L’exil espagnol n’a pas entraîné dans la ville de mouvements sociaux particuliers. Il y a cependant instillé une dose lourde d’anti-autoritarisme politique, d’opposition à toute forme de dictature. Il y a produit une société culturellement anti-fasciste, chez les enseignants et les enseignés bien sûr, mais aussi dans la police et chez les magistrats.

2-Les armes sont omniprésentes dans ton livre, elles circulent beaucoup, on les trouve jusque sous les blousons de militants venus accueillir gare Matabiau des avocats des brigades rouges , Bande à Bader…et tout cela sous la surveillance discrète de la police ! Les armes circulent mais ne crachent pas le feu. Rien à voir avec l’Italie même avec Rouillan. La circulation des armes est une vieille histoire toulousaine, d’abord celles des espagnols et du PCE, dans des maisons forestières des Pyrénées, à Barbazan...( voir Jours de gloire et jours de honte) mais aussi celles des anarchistes, dont on suit moins bien la trace. Ce qui paraît tout à fait incroyable, c’est la police qui ne bouge pas même quand elle sait que des militants circulent avec des armes. Faut-il voir dans ces choix politiques des pouvoirs publics de se contenter de surveiller les gauchistes armés, l’assurance qu’ au fond l’extrême gauche toulousaine, tous courants confondus, ne prendrait jamais les armes ?

Il n’est pas certain que circulent moins d’armes aujourd’hui qu’il n’en circulait aux temps joyeux du gauchisme pétaradant. Ce ne sont seulement plus les mêmes armes. Si les Kalachnikov en provenance de l’ex-Yougoslavie croate arment les gros bras de tous les trafics dans les cités, les pétoires alors disponibles étaient souvent le symbole, ou les restes, de combats plus glorieux, comme ceux de la Résistance. Ces armes étaient surtout lourdes de leur charge idéologique.
Il est en effet arrivé que la police ferme les yeux sur les canons sciés de fusil qui dépassaient des sacs. Mais parce que les fusils en question n’avaient pour destination que la dissuasion politique. Une arme en soi ne représentait pas le mal. Le mythe de la mitraille sortie de sous la paille pour chasser l’occupant n’avait que trente ans d’âge.
Les militants les plus pacifistes ou les moins guerriers, dont quelques filles, ont pu s’équiper d’armes 22 long rifle achetées dans le commerce. Mais nul ne s’en est jamais servi. Pour caricaturer, une arme à feu était comme l’épée en plastique du costume de Zorro, un élément de la panoplie du révolutionnaire de ces temps. Parce ces temps étaient violents, très violents, comme sur les digues bombardées du Vietnam, dans les prisons franquistes où les révolutionnaires étaient garrotés, dans les rues d’Athènes où le régime des colonels assassinait ses opposants.

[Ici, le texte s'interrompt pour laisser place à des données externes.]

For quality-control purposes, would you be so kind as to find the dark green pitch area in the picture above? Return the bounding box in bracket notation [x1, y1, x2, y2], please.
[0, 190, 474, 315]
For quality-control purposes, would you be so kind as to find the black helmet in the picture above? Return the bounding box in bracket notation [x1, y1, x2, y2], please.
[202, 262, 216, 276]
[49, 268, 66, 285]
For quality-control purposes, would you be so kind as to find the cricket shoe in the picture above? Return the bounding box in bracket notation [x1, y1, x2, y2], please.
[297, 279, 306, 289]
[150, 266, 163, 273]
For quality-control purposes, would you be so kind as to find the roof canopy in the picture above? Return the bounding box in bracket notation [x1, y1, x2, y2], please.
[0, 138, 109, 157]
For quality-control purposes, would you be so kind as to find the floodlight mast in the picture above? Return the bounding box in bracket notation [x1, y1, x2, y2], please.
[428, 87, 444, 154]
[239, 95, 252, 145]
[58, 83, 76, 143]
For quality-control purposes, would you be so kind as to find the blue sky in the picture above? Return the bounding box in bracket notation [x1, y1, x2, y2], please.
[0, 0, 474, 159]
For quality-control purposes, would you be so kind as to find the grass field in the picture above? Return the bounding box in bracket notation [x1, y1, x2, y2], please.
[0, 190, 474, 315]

La France n’était ni la Grèce des colonels ni l’Espagne de Franco, il était clair pour tous, militants ou policiers, révolutionnaires ou agents de l’appareil répressif d’Etat, que, hors les mots, hors le discours, l’usage de ces armes n’était pas à l’ordre du jour. Et qu’il fallait en accepter la présence symbolique.
Les chefs policiers toulousains étaient eux-même issus de la Résistance, ayant une vision assez précise, assez pratique de ce qu’est une arme. De leur côté, les révolutionnaires n’étaient pas disposés à laisser la poudre et le plomb l’emporter les idées et les mots. Anticipant le risque de dérive, comme ce qui allait advenir en Allemagne avec la Bande à Baader ou en Italie avec les Brigades rouges, les activistes de la Gauche prolétarienne ont ainsi préféré auto-dissoudre leur organisation. C’est d’ailleurs un Toulousain qui a prononcé l’acte de décès lors de l’AG dite des Chrysanthèmes le 1°novembre 1973 à Paris.
Il a été beaucoup débattu des armes et de leur usage à l’extrême-gauche-gauche et dans l’extrême-gauche toulousaine en particulier. Mais c’est essentiellement resté un débat.